In terms of spatial graphics, the project used a progressive design language that emphasizes values such as playfulness, openness and wit. Combining a neutral typeface such as Sailec with pastel tones and laser-cut plywood signage produced at ATÖLYE, the signage cultivates all users to feel both cared for and empowered. Copywriting and graphics stay away from cliches while adding meaningful elements, such as an encalming message within parent-teacher interaction zone to appease the potentially stressful conversations.
The Private Sezin School Project has set a local example in terms of stakeholder engagement. A project whose seeds were sown in a design thinking workshop in 2014, the transformation is one that entailed deep collaboration. Throughout the research and schematic design phase, we conducted frequent site visits, passive observation sessions, interviews, and design crits to ensure that we properly prioritized design tactics in generating a user-centered layout. ATÖLYE also engaged a leading NGO, the Education Reform Initiative, in the design phase, thus sparking institutional collaborations which will help scale this space’s impact to other schools. Collaborations were held with select student-teacher groups within the school, who designed, prototyped, and manufactured the lighting system in the event space, thus setting a visible example of ownership-via-participatory design.
Altogether, the Private Sezin School Project has been a unique opportunity to affect educational habits for all actors. ATÖLYE’s scope will likely extend towards post-occupancy, including event curation, design feedback research, maker lab operation, and new furniture manufacturing, thus enabling rapid iteration and continuous improvement.










The first phase of the project, Open Roof, has been awarded the Selective Committee’s Incentive Award in Arkitera’s Employer Awards.
With the Open Roof Space Impact Assessment Project, ATÖLYE aimed to measure the effectiveness of different areas in the Open Roof Space and measure the impact of the space on user behavior. During construction, the project team decided to leave the space partially incomplete in terms of furniture and machine infrastructure, thus initiating an iterative process that involved observing and learning from real-life user behavior for a period of six months. By conducting successive spatial interventions to both the existing spaces and those left empty in the first phase of the project, we were able to improve the user experience in each area with a flexible design that meets the needs and expectations of different stakeholders.
At the end of the first six months, ATÖLYE conducted concise workshops with 40 students to discover their opinions and ideas regarding the space and the way it is used. With an interactive plan study that was located in the school for a week, more than one hundred students’ ideas were harvested. In addition to these methods, we examined the outcomes of a school-wide questionnaire conducted with teachers, as well as studying photos from the activities held within the different areas of the Open Roof Space. We created a productivity map by synthesizing the data collected from various styles and methods of research. Our team also developed recommendations for areas that were found to be used inefficiently.

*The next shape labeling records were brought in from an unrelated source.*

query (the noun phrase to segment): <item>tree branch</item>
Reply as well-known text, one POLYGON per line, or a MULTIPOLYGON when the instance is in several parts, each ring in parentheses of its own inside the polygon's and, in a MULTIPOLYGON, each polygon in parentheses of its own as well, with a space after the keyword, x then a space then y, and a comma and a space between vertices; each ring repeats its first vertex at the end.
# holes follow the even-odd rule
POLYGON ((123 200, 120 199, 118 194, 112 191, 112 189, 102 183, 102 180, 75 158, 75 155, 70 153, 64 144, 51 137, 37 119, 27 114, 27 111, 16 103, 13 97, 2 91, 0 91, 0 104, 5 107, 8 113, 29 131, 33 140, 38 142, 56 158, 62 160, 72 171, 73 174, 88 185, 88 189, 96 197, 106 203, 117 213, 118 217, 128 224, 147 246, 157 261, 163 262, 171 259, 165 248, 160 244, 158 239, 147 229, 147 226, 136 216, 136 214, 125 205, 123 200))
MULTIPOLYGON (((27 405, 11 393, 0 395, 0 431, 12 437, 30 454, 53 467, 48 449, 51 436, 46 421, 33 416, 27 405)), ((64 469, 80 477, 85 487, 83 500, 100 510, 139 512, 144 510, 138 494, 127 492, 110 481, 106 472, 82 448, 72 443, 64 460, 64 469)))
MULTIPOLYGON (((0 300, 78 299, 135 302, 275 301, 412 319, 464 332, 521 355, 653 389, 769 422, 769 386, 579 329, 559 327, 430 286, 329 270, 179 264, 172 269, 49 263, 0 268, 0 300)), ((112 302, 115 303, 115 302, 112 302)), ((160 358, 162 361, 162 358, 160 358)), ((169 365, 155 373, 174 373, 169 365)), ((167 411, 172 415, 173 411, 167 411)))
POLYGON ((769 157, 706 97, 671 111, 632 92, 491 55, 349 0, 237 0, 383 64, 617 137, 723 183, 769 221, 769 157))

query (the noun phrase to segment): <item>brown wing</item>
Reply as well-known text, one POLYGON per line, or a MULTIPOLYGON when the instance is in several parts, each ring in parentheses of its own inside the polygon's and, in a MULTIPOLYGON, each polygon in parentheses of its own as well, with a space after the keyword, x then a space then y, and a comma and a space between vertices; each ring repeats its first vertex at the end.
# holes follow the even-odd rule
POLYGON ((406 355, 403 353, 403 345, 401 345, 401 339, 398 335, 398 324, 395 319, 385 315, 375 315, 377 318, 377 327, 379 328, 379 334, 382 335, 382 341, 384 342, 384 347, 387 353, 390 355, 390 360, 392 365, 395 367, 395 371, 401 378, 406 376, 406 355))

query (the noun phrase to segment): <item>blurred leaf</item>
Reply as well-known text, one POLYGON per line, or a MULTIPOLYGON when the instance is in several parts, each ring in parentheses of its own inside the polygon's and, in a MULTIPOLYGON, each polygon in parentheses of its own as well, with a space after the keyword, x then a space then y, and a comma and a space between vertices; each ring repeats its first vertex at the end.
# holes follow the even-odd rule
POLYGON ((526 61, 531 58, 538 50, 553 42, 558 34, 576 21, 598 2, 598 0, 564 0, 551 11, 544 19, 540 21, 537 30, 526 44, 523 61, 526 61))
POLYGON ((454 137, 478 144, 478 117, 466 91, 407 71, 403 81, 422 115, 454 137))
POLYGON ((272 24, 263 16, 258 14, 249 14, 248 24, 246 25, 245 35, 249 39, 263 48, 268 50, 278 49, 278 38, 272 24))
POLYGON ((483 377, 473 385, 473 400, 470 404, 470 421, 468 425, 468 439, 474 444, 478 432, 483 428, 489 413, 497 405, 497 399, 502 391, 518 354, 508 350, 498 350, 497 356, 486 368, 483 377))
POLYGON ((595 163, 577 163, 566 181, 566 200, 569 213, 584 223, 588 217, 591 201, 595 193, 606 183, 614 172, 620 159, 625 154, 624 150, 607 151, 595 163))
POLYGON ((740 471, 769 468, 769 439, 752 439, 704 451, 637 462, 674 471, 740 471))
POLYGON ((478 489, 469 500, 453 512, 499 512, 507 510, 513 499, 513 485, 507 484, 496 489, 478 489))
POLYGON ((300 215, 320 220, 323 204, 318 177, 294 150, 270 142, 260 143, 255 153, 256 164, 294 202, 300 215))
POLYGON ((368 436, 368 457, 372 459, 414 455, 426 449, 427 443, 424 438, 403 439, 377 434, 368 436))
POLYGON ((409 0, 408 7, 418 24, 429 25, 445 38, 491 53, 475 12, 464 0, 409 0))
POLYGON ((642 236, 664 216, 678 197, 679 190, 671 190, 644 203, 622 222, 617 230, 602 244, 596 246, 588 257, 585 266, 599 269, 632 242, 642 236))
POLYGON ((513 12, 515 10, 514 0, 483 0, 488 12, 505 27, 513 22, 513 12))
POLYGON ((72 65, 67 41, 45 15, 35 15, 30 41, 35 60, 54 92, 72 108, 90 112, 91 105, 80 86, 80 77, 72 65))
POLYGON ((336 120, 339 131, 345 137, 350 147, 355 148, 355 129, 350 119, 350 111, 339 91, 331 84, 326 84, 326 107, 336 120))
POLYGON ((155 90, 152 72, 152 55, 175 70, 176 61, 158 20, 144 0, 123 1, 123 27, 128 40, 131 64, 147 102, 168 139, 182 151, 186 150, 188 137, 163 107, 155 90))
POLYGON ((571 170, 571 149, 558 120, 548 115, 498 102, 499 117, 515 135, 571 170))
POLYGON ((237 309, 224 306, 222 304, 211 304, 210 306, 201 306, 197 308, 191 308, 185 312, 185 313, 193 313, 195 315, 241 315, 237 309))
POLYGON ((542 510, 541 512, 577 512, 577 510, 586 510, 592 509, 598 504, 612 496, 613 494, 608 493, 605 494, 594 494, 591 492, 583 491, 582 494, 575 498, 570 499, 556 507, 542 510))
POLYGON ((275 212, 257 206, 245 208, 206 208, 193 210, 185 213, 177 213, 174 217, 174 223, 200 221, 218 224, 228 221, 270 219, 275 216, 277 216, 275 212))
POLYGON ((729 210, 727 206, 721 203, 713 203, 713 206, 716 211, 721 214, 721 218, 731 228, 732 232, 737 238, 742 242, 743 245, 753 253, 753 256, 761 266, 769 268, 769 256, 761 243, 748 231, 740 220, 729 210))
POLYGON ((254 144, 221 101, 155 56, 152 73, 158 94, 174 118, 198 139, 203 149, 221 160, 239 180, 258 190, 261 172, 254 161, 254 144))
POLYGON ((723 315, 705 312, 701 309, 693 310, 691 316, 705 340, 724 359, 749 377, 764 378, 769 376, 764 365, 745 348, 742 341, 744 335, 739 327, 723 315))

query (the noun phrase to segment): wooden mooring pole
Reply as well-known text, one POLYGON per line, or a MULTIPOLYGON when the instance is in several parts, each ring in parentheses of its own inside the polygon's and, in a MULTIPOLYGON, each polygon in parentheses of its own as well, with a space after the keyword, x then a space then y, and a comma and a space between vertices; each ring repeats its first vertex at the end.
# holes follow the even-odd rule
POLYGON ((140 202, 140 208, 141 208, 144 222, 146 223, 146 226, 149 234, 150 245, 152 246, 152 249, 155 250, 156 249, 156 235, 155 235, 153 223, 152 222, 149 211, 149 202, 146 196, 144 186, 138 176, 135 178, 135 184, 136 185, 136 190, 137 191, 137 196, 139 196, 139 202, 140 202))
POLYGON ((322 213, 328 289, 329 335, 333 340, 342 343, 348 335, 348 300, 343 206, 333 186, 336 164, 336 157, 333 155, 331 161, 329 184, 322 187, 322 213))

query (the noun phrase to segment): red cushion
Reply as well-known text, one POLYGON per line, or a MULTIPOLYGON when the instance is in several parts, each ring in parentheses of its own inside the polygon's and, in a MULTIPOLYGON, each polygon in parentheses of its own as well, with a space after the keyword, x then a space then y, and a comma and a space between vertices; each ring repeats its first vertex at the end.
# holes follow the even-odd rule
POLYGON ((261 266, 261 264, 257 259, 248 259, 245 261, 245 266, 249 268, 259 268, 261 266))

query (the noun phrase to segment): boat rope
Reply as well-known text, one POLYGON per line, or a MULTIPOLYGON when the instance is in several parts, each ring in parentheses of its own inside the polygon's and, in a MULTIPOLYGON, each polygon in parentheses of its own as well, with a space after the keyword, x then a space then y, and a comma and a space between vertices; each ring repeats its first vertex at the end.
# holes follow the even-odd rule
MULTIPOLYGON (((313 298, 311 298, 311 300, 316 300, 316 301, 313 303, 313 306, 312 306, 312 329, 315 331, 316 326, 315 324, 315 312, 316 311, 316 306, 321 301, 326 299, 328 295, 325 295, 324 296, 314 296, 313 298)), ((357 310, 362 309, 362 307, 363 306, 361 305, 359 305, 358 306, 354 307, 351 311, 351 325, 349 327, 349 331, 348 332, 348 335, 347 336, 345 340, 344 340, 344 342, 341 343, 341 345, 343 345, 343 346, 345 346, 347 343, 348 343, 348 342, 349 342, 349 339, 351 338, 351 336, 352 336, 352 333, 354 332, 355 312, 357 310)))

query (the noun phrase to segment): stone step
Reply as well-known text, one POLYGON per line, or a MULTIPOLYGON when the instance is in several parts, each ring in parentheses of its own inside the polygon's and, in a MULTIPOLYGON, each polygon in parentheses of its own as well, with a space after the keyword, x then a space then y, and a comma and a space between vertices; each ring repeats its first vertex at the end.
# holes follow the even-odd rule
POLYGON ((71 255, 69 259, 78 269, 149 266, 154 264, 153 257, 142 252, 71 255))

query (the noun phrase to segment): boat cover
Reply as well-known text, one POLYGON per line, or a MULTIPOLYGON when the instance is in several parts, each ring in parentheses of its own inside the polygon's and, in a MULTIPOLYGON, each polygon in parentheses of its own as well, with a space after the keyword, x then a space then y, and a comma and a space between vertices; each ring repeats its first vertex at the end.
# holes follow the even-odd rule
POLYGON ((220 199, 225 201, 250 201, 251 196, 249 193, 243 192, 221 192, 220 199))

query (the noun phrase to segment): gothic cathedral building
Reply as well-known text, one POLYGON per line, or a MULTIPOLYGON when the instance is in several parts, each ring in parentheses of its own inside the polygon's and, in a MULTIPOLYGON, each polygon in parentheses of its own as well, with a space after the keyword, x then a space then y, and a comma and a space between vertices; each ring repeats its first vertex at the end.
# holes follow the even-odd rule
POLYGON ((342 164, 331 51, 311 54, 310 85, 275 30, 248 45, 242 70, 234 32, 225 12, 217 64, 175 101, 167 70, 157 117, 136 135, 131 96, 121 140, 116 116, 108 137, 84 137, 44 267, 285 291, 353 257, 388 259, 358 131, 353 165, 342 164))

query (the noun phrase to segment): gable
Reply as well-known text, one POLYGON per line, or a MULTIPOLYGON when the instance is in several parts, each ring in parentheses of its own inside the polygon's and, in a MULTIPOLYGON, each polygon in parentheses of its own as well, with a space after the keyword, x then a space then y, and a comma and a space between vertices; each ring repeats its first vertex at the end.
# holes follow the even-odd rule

After analyzing all these inputs, it was time to repurpose the three vacant spaces to accommodate both the curricular and extracurricular needs of teachers as well as the students’ expectations from the ideal space where they would want to spend their spare time. In the end, ATÖLYE designed three flexible classrooms that reflect three distinct concepts: “a space that facilitates alternative learning and working styles,” “a space that allows information sharing,” and “a space that aims to spread the culture of production to the entire school.”